定義:ブラウザーフィンガープリンティング3とは何を指すか

「ブラウザーフィンガープリンティング3」は、ブラウザから取得できる情報(設定値、挙動、公開される特徴など)を組み合わせ、利用者を推定・識別しようとする考え方として捉えると理解しやすいです。ここで重要なのは、IPアドレスのような単一要素だけでなく、複数の手掛かりが“まとめて”効いてくる点です。なお、名称や区分は文脈によって揺れることがあるため、本稿では「第三段階のように位置づけられる指標・手法」というより、一般的なフィンガープリンティングの発展形を説明対象として扱います。

仕組みの全体像:識別に使われる手掛かり

フィンガープリンティングの実務は、観測→特徴抽出→特徴の組み合わせ(プロファイル化)という流れになります。ブラウザは、見ているページだけではなく、次のような情報を間接的に出し得ます。

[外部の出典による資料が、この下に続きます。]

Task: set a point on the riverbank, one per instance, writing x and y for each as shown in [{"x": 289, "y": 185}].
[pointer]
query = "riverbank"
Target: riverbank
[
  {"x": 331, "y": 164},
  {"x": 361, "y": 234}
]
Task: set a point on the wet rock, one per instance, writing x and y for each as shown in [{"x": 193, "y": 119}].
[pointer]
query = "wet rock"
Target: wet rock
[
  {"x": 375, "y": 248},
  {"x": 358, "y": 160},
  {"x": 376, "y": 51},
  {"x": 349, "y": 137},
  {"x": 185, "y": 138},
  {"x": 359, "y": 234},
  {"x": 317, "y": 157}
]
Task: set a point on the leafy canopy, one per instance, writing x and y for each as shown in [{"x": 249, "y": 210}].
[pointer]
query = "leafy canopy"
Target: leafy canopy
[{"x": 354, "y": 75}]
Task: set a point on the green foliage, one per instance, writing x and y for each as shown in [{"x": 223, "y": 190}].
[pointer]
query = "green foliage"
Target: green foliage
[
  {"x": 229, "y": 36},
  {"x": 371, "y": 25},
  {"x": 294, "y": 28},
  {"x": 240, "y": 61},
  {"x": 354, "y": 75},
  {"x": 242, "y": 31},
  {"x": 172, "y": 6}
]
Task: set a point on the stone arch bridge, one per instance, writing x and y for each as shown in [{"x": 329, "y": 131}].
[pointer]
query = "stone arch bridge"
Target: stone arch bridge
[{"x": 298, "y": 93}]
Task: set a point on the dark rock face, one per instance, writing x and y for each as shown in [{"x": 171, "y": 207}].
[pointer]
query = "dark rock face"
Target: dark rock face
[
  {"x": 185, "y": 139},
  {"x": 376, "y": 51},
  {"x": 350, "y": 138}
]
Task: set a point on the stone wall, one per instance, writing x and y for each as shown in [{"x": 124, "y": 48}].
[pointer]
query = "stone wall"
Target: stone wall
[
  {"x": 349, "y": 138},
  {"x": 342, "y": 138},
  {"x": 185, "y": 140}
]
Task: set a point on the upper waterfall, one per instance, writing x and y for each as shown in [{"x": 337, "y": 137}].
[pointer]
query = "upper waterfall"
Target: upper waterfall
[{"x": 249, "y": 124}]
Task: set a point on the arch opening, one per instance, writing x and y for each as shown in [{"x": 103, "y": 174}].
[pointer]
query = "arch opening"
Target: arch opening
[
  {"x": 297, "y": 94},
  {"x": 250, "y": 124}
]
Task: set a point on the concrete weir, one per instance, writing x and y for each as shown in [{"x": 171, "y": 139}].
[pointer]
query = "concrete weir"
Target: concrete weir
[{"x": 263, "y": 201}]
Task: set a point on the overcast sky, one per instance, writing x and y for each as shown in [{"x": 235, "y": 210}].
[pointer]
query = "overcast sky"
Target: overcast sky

  • ブラウザの種類やバージョン、言語設定、タイムゾーンなどの「設定情報」
  • フォント・描画能力・メディア機能のような「能力の手掛かり」
  • マウス移動やスクロールなどの「操作・挙動の傾向」
  • 画面サイズ、カラーモード、実行環境の違いなどの「表示・環境要素」

「3」という呼び方が何を意味するにせよ、共通点は複数情報の同時利用です。1つの情報が多少変わっても、他の情報が同じままだと識別性が残ります。逆に言えば、漏えいしやすい情報の範囲を狭め、変化を増やす(または安定して特定される形を避ける)ほど、追跡の成立は弱まります。

制限と誤解:できること/できないこと

まず誤解として、「ブラウザーフィンガープリンティングを完全に無効化できる」と考えるのは危険です。理由は単純で、ブラウザは利用者が“使える状態”である必要があり、その過程で観測可能な特徴がゼロにはなりにくいからです。さらに、次のような要因で対策の効果は揺れます。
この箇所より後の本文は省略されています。